La réaction alarmiste et trompeuse de la droite et du centre face aux récentes victoires électorales de la gauche démocrate

Au cours de la semaine dernière, les candidats soutenus par les Socialistes démocrates d’Amérique (DSA) ont remporté neuf des dix primaires d’État et fédérales disputées à New York, avec notamment deux surprises dans deux circonscriptions électorales. Les démocrates de Pennsylvanie ont choisi le socialiste Chris Rabb comme candidat du parti pour la troisième circonscription électorale de l’État. La socialiste démocrate Janeese Lewis George deviendra presque certainement la prochaine maire de Washington, D.C. Dans le Colorado, Melat Kiros, soutenue par le DSA, a remporté la primaire de la première circonscription, détrônant la députée sortante Diana DeGette, en poste depuis quinze mandats.
Ces avancées, parmi d’autres, ont donné lieu à des commentaires frôlant l’hystérie de la part du centre et de la droite, dont beaucoup sont motivés par des intérêts particuliers et tous trompeurs.
Selon un éditorial du Wall Street Journal, « les démocrates traditionnels sont aujourd’hui confrontés à une prise de contrôle hostile par la gauche socialiste, et jusqu’à présent, rares sont ceux qui sont prêts à se battre ». C’est faux. Les démocrates pro-entreprises se battent, en dépensant des millions de dollars dans des publicités diffusées par les super PAC(comités d’action publics); mais ils sont tout simplement en train de perdre. Ils n’ont que l’argent. Les socialistes démocrates, quant à eux, disposent de militants engagés comme troupes de terrain.

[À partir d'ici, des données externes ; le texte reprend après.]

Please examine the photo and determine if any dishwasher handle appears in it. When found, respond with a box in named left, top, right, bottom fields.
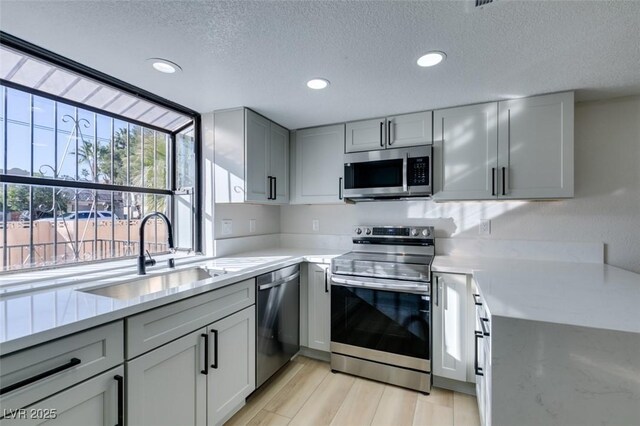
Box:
left=258, top=271, right=300, bottom=291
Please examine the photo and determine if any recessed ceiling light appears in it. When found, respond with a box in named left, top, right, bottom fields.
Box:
left=417, top=51, right=446, bottom=67
left=307, top=78, right=330, bottom=90
left=148, top=58, right=182, bottom=74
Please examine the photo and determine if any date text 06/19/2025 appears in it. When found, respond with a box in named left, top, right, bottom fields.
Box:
left=2, top=409, right=58, bottom=420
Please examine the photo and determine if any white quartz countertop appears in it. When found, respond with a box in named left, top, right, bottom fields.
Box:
left=433, top=256, right=640, bottom=334
left=0, top=248, right=344, bottom=355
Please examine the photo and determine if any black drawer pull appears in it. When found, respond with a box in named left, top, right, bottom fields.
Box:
left=114, top=374, right=124, bottom=426
left=211, top=329, right=219, bottom=369
left=472, top=293, right=482, bottom=306
left=474, top=331, right=484, bottom=377
left=201, top=333, right=209, bottom=375
left=0, top=357, right=81, bottom=395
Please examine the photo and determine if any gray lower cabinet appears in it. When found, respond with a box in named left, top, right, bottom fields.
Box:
left=207, top=306, right=256, bottom=425
left=0, top=366, right=124, bottom=426
left=126, top=306, right=255, bottom=426
left=307, top=263, right=331, bottom=352
left=127, top=329, right=207, bottom=426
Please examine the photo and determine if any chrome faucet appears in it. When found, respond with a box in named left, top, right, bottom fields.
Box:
left=138, top=212, right=175, bottom=275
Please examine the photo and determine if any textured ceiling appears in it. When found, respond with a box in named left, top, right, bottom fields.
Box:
left=1, top=1, right=639, bottom=129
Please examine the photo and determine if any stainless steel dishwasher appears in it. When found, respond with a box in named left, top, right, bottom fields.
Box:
left=256, top=264, right=300, bottom=388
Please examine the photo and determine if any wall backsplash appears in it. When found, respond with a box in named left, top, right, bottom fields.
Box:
left=279, top=96, right=640, bottom=273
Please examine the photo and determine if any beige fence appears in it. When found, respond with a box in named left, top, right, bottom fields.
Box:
left=0, top=219, right=167, bottom=270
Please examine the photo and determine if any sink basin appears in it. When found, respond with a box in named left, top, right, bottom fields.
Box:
left=78, top=266, right=222, bottom=300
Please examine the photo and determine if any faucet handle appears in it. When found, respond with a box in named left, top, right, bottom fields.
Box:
left=144, top=250, right=156, bottom=267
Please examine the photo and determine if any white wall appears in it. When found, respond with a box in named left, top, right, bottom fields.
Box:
left=280, top=96, right=640, bottom=273
left=214, top=204, right=280, bottom=239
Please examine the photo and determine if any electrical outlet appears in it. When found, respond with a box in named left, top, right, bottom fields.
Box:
left=312, top=219, right=320, bottom=232
left=221, top=219, right=233, bottom=236
left=249, top=219, right=256, bottom=233
left=479, top=219, right=491, bottom=236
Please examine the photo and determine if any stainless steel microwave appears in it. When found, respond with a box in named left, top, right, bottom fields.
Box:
left=343, top=146, right=432, bottom=201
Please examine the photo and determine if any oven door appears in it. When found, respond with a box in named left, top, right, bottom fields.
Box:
left=330, top=276, right=430, bottom=372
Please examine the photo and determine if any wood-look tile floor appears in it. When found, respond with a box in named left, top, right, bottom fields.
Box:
left=226, top=356, right=481, bottom=426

De nombreux commentateurs s’alarment également du fait que le succès de la gauche économique est souvent lié à une critique tant des politiques de nettoyage ethnique menées par Israël à Gaza et en Cisjordanie que de l’influence excessive de l’AIPAC sur la politique intérieure, souvent de mèche avec la droite pro- grandes entreprises et les PAC financés par des fonds occultes. Ces critiques font invariablement planer le spectre de l’antisémitisme.
La lettre d’information The Jewish Insider a averti : « Les résultats du Colorado suggèrent que, loin de se limiter à quelques circonscriptions électorales éparses de New York, l’élan en faveur des candidats d’extrême gauche et anti-israéliens ne fait que croître au sein du Parti démocrate, en particulier dans les centres urbains. » Je n’ai encore lu aucune critique de ce type qui reconnaisse franchement que ce retour de bâton pourrait avoir un rapport avec le comportement épouvantable d’Israël.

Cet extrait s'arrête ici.